Mitt Romney has consistently remained a front-runner all year long. Herman Cain’s polling burst looks like it might be descending, while Newt Gingrich’s ascends. Is there room for anyone else at the top? Iowa caucus goers seem to think so, at least in one new poll for Bloomberg News:
A Bloomberg News poll shows Cain at 20 percent, Paul at 19 percent, Romney at 18 percent and Gingrich at 17 percent among the likely attendees with the caucuses that start the nominating contests seven weeks away.
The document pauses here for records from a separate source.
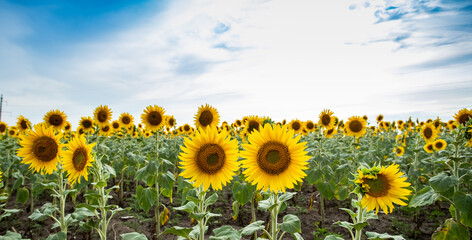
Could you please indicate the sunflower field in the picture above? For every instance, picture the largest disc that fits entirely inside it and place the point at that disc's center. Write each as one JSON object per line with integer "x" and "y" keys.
{"x": 254, "y": 178}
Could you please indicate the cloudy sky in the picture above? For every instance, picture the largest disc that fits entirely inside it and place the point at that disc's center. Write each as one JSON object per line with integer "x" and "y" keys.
{"x": 278, "y": 58}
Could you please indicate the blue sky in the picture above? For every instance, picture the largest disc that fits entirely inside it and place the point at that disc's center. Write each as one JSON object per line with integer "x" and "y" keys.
{"x": 283, "y": 59}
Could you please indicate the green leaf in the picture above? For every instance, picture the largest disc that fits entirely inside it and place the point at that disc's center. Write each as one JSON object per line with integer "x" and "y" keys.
{"x": 211, "y": 200}
{"x": 58, "y": 236}
{"x": 424, "y": 197}
{"x": 253, "y": 227}
{"x": 188, "y": 207}
{"x": 463, "y": 203}
{"x": 22, "y": 195}
{"x": 291, "y": 224}
{"x": 225, "y": 232}
{"x": 451, "y": 230}
{"x": 146, "y": 197}
{"x": 442, "y": 182}
{"x": 377, "y": 236}
{"x": 133, "y": 236}
{"x": 179, "y": 231}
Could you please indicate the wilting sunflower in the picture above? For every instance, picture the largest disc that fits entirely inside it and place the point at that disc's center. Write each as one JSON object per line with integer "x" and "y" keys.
{"x": 355, "y": 126}
{"x": 41, "y": 148}
{"x": 23, "y": 124}
{"x": 3, "y": 127}
{"x": 86, "y": 123}
{"x": 463, "y": 116}
{"x": 381, "y": 187}
{"x": 77, "y": 158}
{"x": 327, "y": 119}
{"x": 274, "y": 159}
{"x": 153, "y": 118}
{"x": 428, "y": 131}
{"x": 207, "y": 116}
{"x": 55, "y": 118}
{"x": 102, "y": 115}
{"x": 209, "y": 158}
{"x": 428, "y": 147}
{"x": 170, "y": 121}
{"x": 399, "y": 151}
{"x": 329, "y": 133}
{"x": 439, "y": 144}
{"x": 295, "y": 125}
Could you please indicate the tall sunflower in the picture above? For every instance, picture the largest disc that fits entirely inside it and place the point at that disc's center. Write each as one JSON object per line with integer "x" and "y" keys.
{"x": 23, "y": 123}
{"x": 56, "y": 119}
{"x": 102, "y": 115}
{"x": 428, "y": 131}
{"x": 41, "y": 148}
{"x": 274, "y": 160}
{"x": 381, "y": 187}
{"x": 209, "y": 158}
{"x": 77, "y": 158}
{"x": 355, "y": 126}
{"x": 463, "y": 116}
{"x": 126, "y": 120}
{"x": 326, "y": 119}
{"x": 207, "y": 116}
{"x": 153, "y": 118}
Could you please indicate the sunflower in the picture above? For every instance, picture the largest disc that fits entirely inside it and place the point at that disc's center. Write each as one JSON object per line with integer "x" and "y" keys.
{"x": 41, "y": 148}
{"x": 77, "y": 158}
{"x": 170, "y": 121}
{"x": 295, "y": 125}
{"x": 153, "y": 118}
{"x": 428, "y": 131}
{"x": 428, "y": 147}
{"x": 209, "y": 158}
{"x": 329, "y": 133}
{"x": 355, "y": 126}
{"x": 23, "y": 124}
{"x": 274, "y": 159}
{"x": 399, "y": 151}
{"x": 379, "y": 118}
{"x": 3, "y": 127}
{"x": 207, "y": 116}
{"x": 381, "y": 187}
{"x": 439, "y": 144}
{"x": 86, "y": 123}
{"x": 326, "y": 119}
{"x": 102, "y": 115}
{"x": 55, "y": 118}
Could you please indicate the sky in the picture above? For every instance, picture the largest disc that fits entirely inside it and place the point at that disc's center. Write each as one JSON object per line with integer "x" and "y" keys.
{"x": 276, "y": 58}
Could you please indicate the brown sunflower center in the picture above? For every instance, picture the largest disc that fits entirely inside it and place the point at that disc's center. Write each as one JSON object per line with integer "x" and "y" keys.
{"x": 428, "y": 133}
{"x": 273, "y": 158}
{"x": 55, "y": 120}
{"x": 378, "y": 187}
{"x": 210, "y": 158}
{"x": 206, "y": 118}
{"x": 79, "y": 159}
{"x": 355, "y": 126}
{"x": 125, "y": 120}
{"x": 45, "y": 149}
{"x": 102, "y": 116}
{"x": 325, "y": 119}
{"x": 154, "y": 118}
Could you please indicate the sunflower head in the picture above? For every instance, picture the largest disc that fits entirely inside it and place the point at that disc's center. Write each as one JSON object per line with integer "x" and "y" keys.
{"x": 41, "y": 149}
{"x": 153, "y": 118}
{"x": 274, "y": 159}
{"x": 355, "y": 126}
{"x": 56, "y": 119}
{"x": 209, "y": 158}
{"x": 102, "y": 115}
{"x": 381, "y": 187}
{"x": 77, "y": 159}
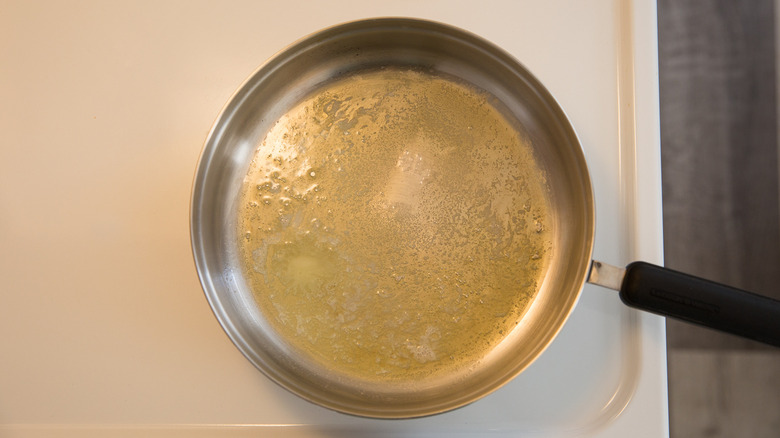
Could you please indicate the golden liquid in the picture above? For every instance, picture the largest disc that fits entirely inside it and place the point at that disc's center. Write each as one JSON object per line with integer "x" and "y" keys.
{"x": 394, "y": 226}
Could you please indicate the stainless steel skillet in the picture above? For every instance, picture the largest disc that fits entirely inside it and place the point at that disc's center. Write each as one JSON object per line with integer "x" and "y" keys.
{"x": 350, "y": 49}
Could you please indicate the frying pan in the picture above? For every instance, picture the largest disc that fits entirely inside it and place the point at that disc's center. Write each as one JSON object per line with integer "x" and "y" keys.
{"x": 354, "y": 48}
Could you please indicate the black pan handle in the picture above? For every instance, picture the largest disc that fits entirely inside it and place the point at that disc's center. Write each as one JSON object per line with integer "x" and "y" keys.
{"x": 695, "y": 300}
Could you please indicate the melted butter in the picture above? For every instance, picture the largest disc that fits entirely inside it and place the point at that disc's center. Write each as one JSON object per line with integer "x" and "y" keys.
{"x": 394, "y": 226}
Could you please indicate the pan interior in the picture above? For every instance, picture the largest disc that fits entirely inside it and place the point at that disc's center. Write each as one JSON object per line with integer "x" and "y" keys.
{"x": 392, "y": 218}
{"x": 394, "y": 226}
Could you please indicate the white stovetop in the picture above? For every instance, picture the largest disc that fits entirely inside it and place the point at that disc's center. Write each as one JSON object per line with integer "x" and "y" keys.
{"x": 104, "y": 107}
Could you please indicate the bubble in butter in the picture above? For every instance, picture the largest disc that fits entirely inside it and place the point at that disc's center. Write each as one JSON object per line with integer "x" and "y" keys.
{"x": 394, "y": 226}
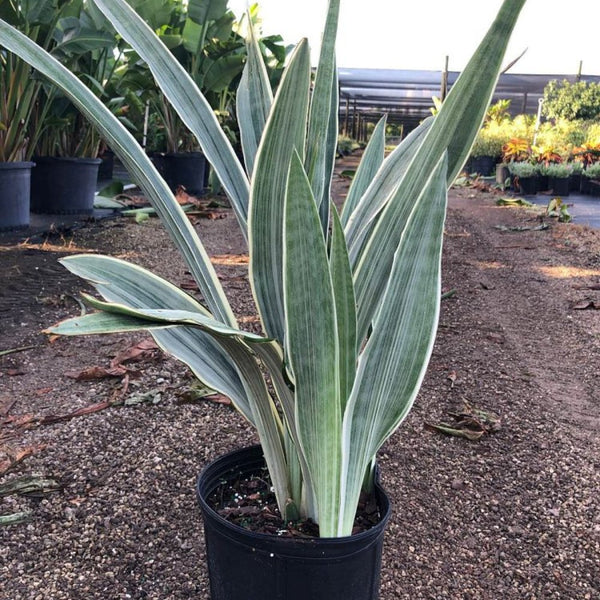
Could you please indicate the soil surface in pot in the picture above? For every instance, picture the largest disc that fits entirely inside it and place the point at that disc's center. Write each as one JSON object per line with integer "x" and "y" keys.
{"x": 249, "y": 502}
{"x": 507, "y": 508}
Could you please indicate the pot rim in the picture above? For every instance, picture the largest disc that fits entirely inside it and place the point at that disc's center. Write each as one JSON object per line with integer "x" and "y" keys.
{"x": 211, "y": 471}
{"x": 18, "y": 164}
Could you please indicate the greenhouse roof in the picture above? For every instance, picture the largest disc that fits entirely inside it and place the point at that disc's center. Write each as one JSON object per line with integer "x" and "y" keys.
{"x": 406, "y": 95}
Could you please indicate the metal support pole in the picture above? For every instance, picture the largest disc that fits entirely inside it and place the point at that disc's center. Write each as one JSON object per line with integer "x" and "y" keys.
{"x": 538, "y": 120}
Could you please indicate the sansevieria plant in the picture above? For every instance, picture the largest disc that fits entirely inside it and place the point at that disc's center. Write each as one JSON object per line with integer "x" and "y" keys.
{"x": 348, "y": 302}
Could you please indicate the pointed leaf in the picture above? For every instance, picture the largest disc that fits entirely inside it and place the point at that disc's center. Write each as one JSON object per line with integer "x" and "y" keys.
{"x": 393, "y": 363}
{"x": 324, "y": 113}
{"x": 382, "y": 188}
{"x": 453, "y": 130}
{"x": 345, "y": 308}
{"x": 186, "y": 98}
{"x": 312, "y": 344}
{"x": 165, "y": 316}
{"x": 137, "y": 163}
{"x": 369, "y": 165}
{"x": 254, "y": 99}
{"x": 284, "y": 134}
{"x": 124, "y": 283}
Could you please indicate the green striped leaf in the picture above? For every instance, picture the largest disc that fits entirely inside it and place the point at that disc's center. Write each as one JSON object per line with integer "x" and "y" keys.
{"x": 321, "y": 145}
{"x": 101, "y": 323}
{"x": 453, "y": 130}
{"x": 369, "y": 165}
{"x": 186, "y": 98}
{"x": 345, "y": 309}
{"x": 137, "y": 163}
{"x": 384, "y": 185}
{"x": 165, "y": 316}
{"x": 120, "y": 282}
{"x": 266, "y": 420}
{"x": 253, "y": 101}
{"x": 284, "y": 134}
{"x": 393, "y": 363}
{"x": 311, "y": 344}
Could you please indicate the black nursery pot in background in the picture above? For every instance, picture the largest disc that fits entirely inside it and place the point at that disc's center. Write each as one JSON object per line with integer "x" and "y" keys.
{"x": 15, "y": 184}
{"x": 244, "y": 565}
{"x": 560, "y": 186}
{"x": 64, "y": 186}
{"x": 185, "y": 169}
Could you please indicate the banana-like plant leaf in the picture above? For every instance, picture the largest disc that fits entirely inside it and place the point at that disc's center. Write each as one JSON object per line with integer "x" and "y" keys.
{"x": 253, "y": 100}
{"x": 393, "y": 363}
{"x": 453, "y": 130}
{"x": 186, "y": 98}
{"x": 120, "y": 282}
{"x": 137, "y": 163}
{"x": 369, "y": 165}
{"x": 312, "y": 345}
{"x": 284, "y": 134}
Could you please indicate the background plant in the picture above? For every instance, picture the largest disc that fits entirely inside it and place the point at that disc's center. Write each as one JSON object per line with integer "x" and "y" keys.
{"x": 19, "y": 88}
{"x": 349, "y": 312}
{"x": 571, "y": 101}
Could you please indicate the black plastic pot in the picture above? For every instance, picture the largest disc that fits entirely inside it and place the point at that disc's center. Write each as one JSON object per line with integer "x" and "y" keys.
{"x": 15, "y": 184}
{"x": 560, "y": 186}
{"x": 575, "y": 182}
{"x": 185, "y": 170}
{"x": 484, "y": 165}
{"x": 64, "y": 186}
{"x": 244, "y": 565}
{"x": 527, "y": 186}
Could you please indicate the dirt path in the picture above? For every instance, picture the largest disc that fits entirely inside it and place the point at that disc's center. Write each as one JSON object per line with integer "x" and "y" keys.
{"x": 514, "y": 515}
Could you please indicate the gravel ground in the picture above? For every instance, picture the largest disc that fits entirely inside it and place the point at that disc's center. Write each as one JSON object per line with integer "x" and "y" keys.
{"x": 513, "y": 515}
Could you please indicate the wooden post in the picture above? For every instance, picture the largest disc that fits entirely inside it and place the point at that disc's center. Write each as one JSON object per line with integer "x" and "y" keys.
{"x": 444, "y": 84}
{"x": 347, "y": 116}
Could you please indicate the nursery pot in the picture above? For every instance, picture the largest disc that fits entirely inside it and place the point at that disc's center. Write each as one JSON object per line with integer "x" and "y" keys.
{"x": 15, "y": 183}
{"x": 590, "y": 186}
{"x": 484, "y": 165}
{"x": 64, "y": 186}
{"x": 526, "y": 185}
{"x": 560, "y": 186}
{"x": 575, "y": 182}
{"x": 244, "y": 565}
{"x": 185, "y": 169}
Economic issues such as jobs, taxes and government spending are driving voter sentiment, rather than such social issues as abortion and gay marriage, the poll finds. Only about a quarter of likely caucus-goers say social or constitutional issues are more important to them, compared with 71 percent who say fiscal concerns.
The poll reflects the race’s fluidity, with 60 percent of respondents saying they still could be persuaded to back someone other than their top choice, and 10 percent undecided. Paul’s support is more solidified than his rivals, while Cain’s is softer. All of the major contenders have issue challenges to address.
Bloomberg makes sure to point out in its report that it used the same polling firm as the Des Moines Register, whose caucus polling is considered the gold standard for Iowa predictive surveys. The sample size is more than adequate at 503 likely caucusgoers. At an MOE of +/-4.4%, this basically shows Iowa at a dead heat among the four contenders.
Obviously, this is good news for Ron Paul, who hasn’t polled this well nationally. Paul has always had a strong base of support in Iowa; he nearly won the Ames poll, coming within less than 200 votes in an event that Michele Bachmann had thought she owned. Iowa rewards organization, and the Paul campaign is all about organization and getting people to participate in polls. It’s also good news for Gingrich, who doesn’t have that kind of organizational strength, at least not yet. This isn’t bad news for Cain, at least not explicitly, but it does show that some of the support he might otherwise be getting is going elsewhere now.
This is pretty good news for Mitt Romney, too, in a couple of ways. First, no one expected him to compete hard in Iowa, but he’s been hanging on as a frontrunner here since Rick Perry’s polling collapse in October. Second, if these numbers for Paul aren’t a polling fluke — so far this result is very much an outlier — it might push some Iowa Republicans into Romney’s camp as a safe choice rather than take a flier on Cain or Gingrich.
For those outside of the top four, this is very bad news, especially for Perry and Bachmann. Neither one have a real path to victory without Iowa, and leapfrogging four different Republicans to win this state will be almost impossible. If further polling bears this out, they may run out of reasons to stay in the race — and may start running out of money, too.